Cessna built more than 44000 172s between 1956 and now, with the vast majority of those in the 30 years between 1956 and 1986. None built between '86 and '96, and not many of the '96-present models have been built. Accurate figures for numbers by year are hard to come by unless one gets onto the TCDS and does the math and addition to use the serials numbers for each submodel and add them up, and even then that doesn't include the FR172s built in France.

And that's just the 172s. If one adds in all the other Cessna singles, the numbers are truly extraordinary for the light-airplane market. The 172 has been built in larger numbers than any other airplane in history.


Agreed. And if we count every Cessna ever built, to include piston and turbine, they still don’t have 1/100th of the scale of an auto manufacture market for even a single year.

My point was comparing the economies of scale between the light aircraft industry and the auto industry. They are apples and oranges. And while there are many commonalities and some auto companies have delved into aviation, and continue to do so, the sales figures will never be aligned. Hence, the origin of the thread is a false narrative from the start; few companies are willing to spend the amount of money required to bring auto engine technology to piston aircraft engines simply because the sales figures are not and will never be remotely close.*

*Not saying it can’t be done, as there are a few EA builders -engineery types- that have done amazing things with auto engines to include EFI in light aircraft. But by the time they are done with it, the investment and performance are along the same lines of a legacy aircraft engine.
 
Agreed. And if we count every Cessna ever built, to include piston and turbine, they still don’t have 1/100th of the scale of an auto manufacture market for even a single year.
Yes. I have posted here before about that, and on HBA.

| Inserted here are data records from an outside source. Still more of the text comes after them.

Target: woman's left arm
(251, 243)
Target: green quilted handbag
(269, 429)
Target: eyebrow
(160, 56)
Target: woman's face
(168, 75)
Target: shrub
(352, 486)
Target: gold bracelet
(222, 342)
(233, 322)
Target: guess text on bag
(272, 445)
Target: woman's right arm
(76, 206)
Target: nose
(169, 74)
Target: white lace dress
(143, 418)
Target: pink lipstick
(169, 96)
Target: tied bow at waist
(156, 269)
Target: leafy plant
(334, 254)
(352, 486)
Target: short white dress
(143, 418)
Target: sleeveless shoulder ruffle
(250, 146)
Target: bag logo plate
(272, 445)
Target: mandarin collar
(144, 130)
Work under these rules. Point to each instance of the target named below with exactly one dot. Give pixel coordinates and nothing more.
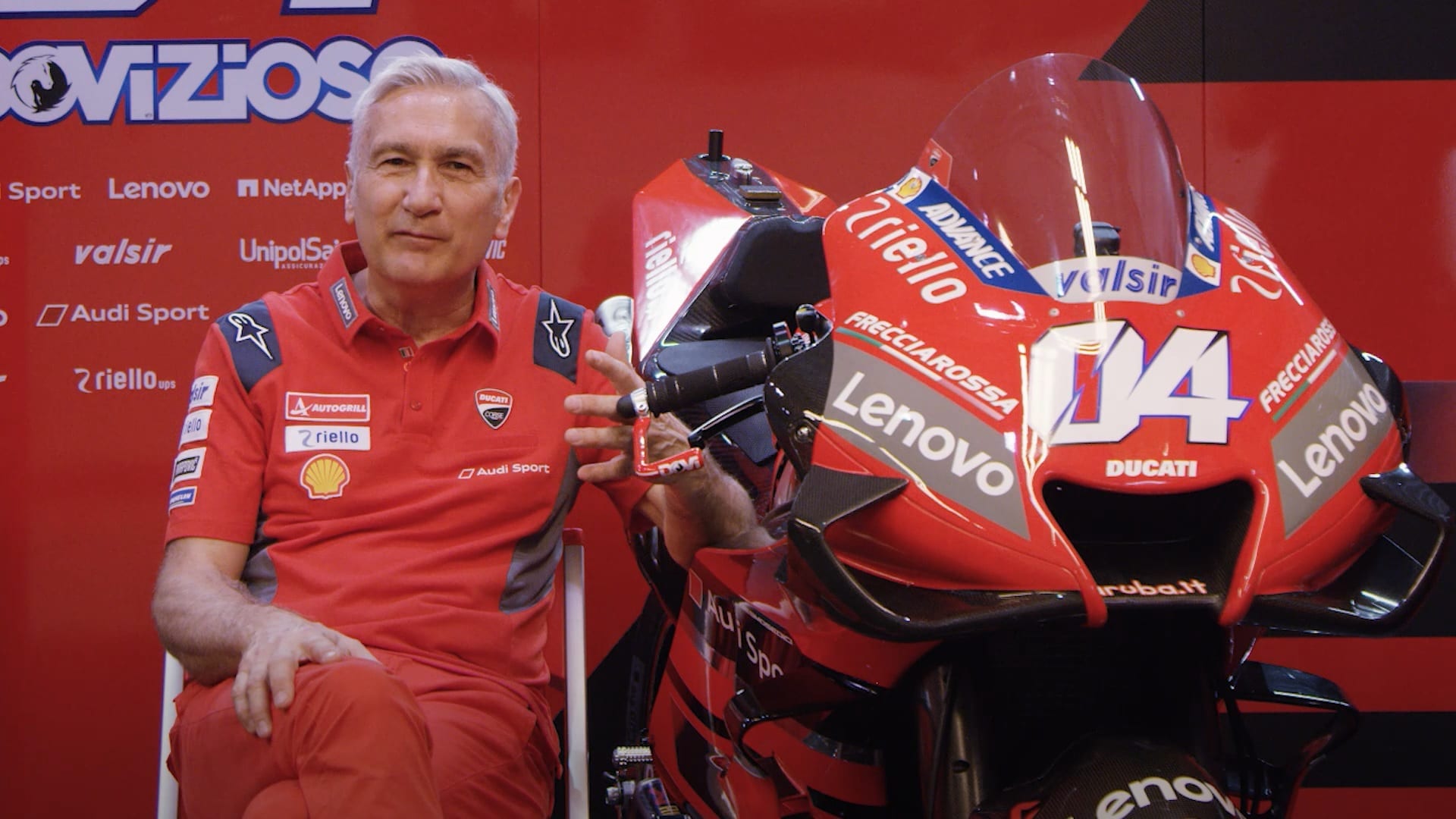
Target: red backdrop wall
(220, 131)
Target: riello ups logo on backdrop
(193, 80)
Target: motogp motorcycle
(1046, 438)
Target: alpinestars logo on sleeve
(557, 330)
(249, 330)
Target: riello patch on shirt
(324, 477)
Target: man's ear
(510, 197)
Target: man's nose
(422, 191)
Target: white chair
(577, 777)
(166, 786)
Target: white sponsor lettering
(661, 278)
(327, 407)
(968, 240)
(293, 188)
(194, 428)
(1111, 279)
(185, 496)
(111, 379)
(303, 253)
(73, 8)
(1138, 588)
(1128, 391)
(1150, 468)
(126, 251)
(55, 315)
(315, 6)
(1256, 256)
(1350, 428)
(168, 190)
(188, 465)
(503, 469)
(27, 194)
(897, 242)
(324, 438)
(1305, 360)
(934, 444)
(915, 347)
(204, 390)
(727, 618)
(196, 80)
(1119, 803)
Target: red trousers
(363, 739)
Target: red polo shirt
(408, 496)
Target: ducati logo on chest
(494, 406)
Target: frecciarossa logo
(207, 80)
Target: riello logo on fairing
(194, 80)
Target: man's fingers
(622, 376)
(240, 701)
(322, 648)
(256, 704)
(599, 406)
(619, 466)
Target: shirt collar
(351, 315)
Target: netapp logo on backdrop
(280, 80)
(303, 253)
(291, 188)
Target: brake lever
(715, 426)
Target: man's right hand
(274, 651)
(210, 623)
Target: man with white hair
(367, 503)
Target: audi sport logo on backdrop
(209, 80)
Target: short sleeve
(218, 466)
(625, 493)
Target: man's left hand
(666, 438)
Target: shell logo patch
(494, 406)
(324, 475)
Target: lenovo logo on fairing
(946, 450)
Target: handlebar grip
(702, 384)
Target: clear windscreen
(1055, 145)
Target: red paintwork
(927, 538)
(839, 96)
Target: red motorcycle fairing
(1027, 410)
(986, 375)
(680, 226)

In 2019, before Covid messed things up, there were 1324 piston GA airplanes delivered worldwide. In that same year, there were a bit less than 92 million cars and light trucks built. The ratio is about 69,000 to one, not 100:1. Pretty stark, and a clear reason why light airplanes and engines are really expensive.

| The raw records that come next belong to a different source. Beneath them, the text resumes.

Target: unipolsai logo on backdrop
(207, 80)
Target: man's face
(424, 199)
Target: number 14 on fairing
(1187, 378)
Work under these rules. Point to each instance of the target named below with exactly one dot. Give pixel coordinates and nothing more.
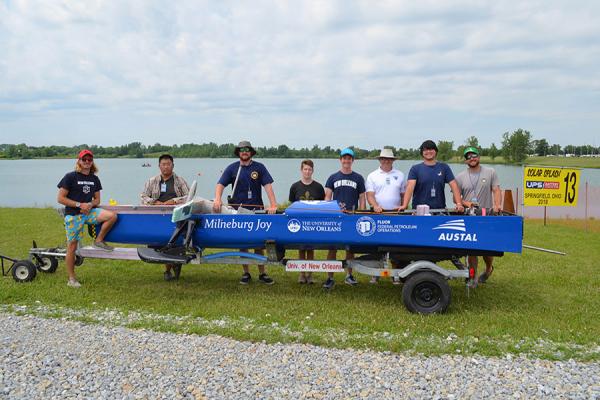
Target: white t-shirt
(387, 186)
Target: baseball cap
(428, 145)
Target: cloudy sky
(365, 73)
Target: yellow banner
(550, 186)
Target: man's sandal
(485, 276)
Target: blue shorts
(74, 223)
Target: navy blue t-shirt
(81, 188)
(431, 182)
(346, 189)
(248, 191)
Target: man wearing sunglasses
(428, 179)
(247, 178)
(479, 186)
(167, 189)
(79, 192)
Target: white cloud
(279, 67)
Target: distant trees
(493, 151)
(540, 147)
(515, 148)
(516, 145)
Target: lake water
(32, 183)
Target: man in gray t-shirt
(479, 186)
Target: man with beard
(166, 189)
(428, 179)
(247, 178)
(79, 192)
(479, 186)
(348, 189)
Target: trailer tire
(47, 264)
(79, 260)
(426, 293)
(23, 271)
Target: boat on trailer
(404, 246)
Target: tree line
(515, 147)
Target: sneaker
(329, 283)
(102, 246)
(73, 283)
(350, 280)
(246, 278)
(266, 279)
(168, 276)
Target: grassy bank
(535, 304)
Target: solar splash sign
(550, 186)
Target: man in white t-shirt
(385, 187)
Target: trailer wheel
(47, 264)
(426, 293)
(24, 271)
(79, 260)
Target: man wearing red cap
(79, 192)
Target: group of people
(385, 189)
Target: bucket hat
(347, 152)
(387, 153)
(84, 153)
(242, 144)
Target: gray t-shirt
(478, 185)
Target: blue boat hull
(323, 230)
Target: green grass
(579, 162)
(535, 304)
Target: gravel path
(57, 359)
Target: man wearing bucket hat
(428, 179)
(79, 192)
(479, 186)
(247, 178)
(348, 188)
(385, 188)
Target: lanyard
(474, 184)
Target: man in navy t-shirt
(348, 189)
(79, 192)
(426, 181)
(247, 178)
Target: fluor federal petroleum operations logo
(365, 226)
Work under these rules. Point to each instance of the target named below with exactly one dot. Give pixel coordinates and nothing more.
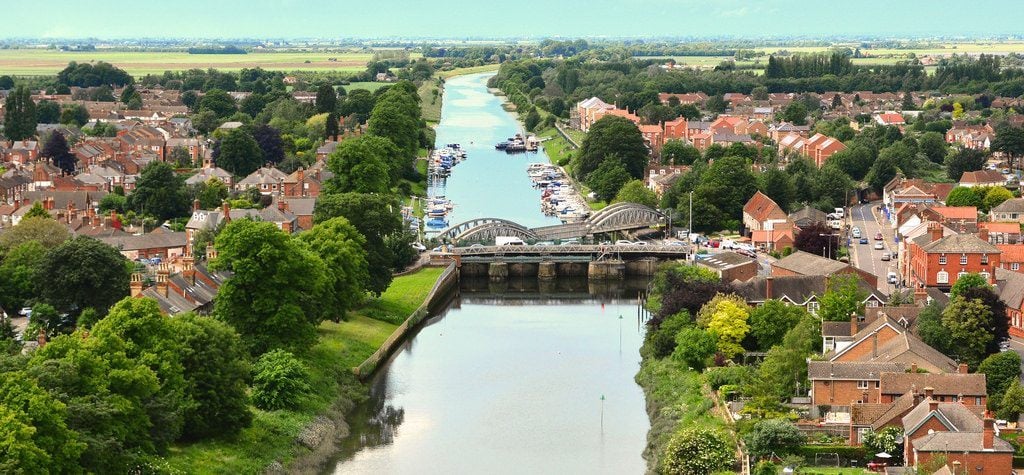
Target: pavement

From http://www.fi-aeroweb.com/General-Aviation.html

upload_2023-6-18_19-53-4.png
1324 piston-powered in 2019, including twins. Singles were about 1100 or so, from other sources that I can't spot right now.

From https://www.statista.com/statistics/262747/worldwide-automobile-production-since-2000/

upload_2023-6-18_20-3-3.png

Some of those, I presume, are heavy trucks and buses and the like. The vast majority will be light vehicles.
 
MANY years a mag published “ The TSO’d Pencil”. I doubt if more needs to be said here.

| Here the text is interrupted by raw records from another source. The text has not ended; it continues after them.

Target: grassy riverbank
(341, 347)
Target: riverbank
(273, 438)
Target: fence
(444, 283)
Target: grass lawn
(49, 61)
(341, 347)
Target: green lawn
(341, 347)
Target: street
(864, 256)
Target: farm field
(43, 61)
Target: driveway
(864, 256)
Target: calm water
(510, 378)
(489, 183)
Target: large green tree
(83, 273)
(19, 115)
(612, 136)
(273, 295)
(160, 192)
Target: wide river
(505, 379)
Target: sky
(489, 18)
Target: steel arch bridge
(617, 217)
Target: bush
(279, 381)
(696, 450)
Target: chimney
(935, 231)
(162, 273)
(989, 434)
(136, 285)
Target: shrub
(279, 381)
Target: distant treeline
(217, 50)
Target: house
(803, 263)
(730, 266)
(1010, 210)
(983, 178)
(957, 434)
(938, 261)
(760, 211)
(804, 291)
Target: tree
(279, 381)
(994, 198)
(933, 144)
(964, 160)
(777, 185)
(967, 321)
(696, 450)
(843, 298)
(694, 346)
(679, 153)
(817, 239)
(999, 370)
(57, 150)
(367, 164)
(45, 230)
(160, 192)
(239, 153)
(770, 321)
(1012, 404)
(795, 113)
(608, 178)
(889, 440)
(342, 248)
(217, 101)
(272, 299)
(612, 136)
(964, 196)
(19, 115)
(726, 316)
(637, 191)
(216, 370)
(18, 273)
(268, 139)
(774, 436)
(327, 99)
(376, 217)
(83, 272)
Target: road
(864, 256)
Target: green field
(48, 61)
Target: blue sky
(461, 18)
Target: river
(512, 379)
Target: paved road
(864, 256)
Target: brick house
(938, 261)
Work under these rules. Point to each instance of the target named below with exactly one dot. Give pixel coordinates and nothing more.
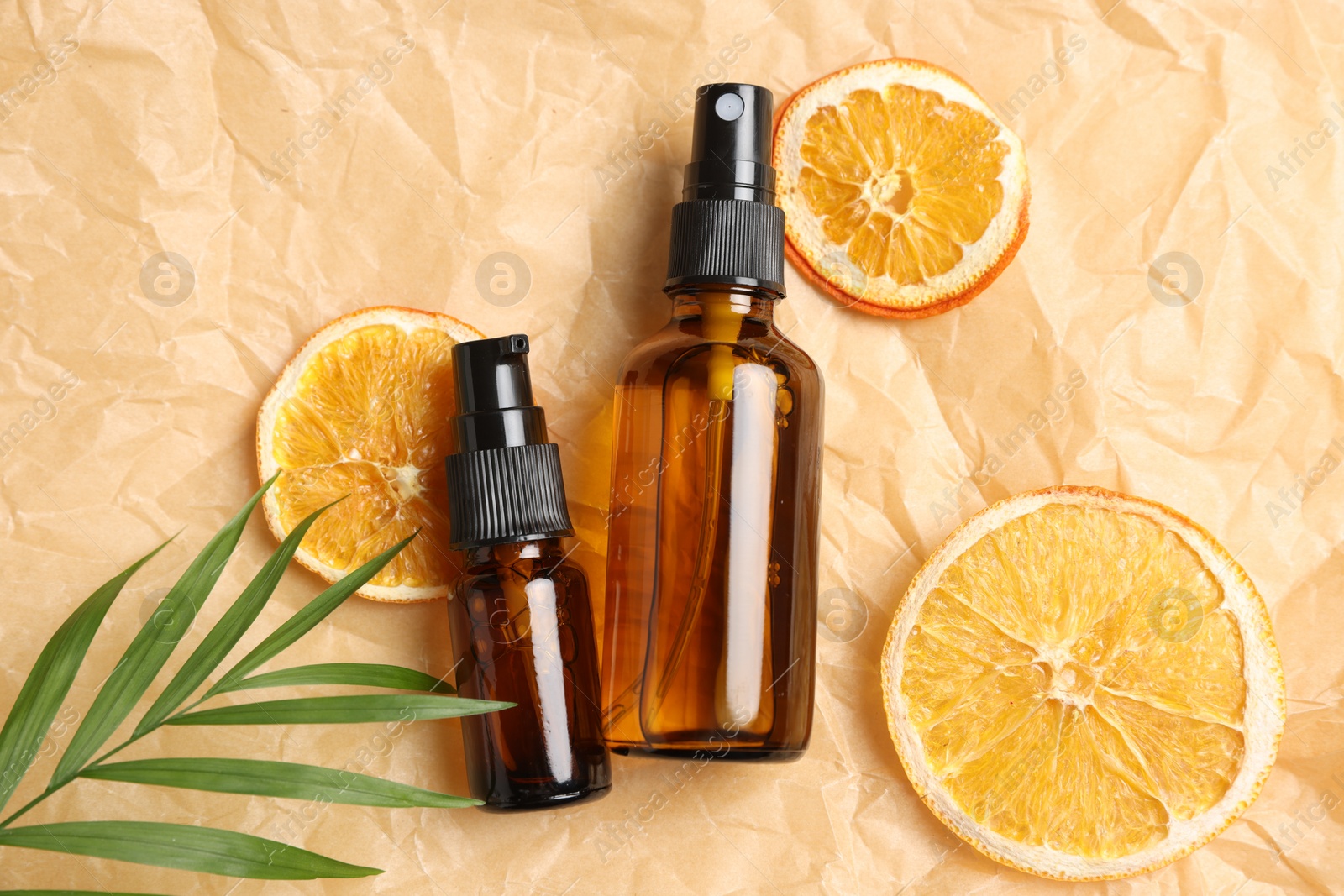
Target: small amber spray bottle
(521, 616)
(716, 481)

When war is imminent there is R&D money available as folks don’t want to have to learn a new language.

WW2 - Civilian Pilot Training = J-3, 7AC and more.

National Defense = Facilities & equipment for technical training that may still be in use today.

Most famous graduate is named “Rosie”.

Vietnam - GI Bill = C-150 & 172, Cherokee etc

Also A & P training.


Current - While some veterans were able to use their benefits to enter an Aviation Career; there were others that

could not use their benefits due to “policy changes”. Hard to raise a family and attend school only to

find that “approved” flight training centers are now hours away.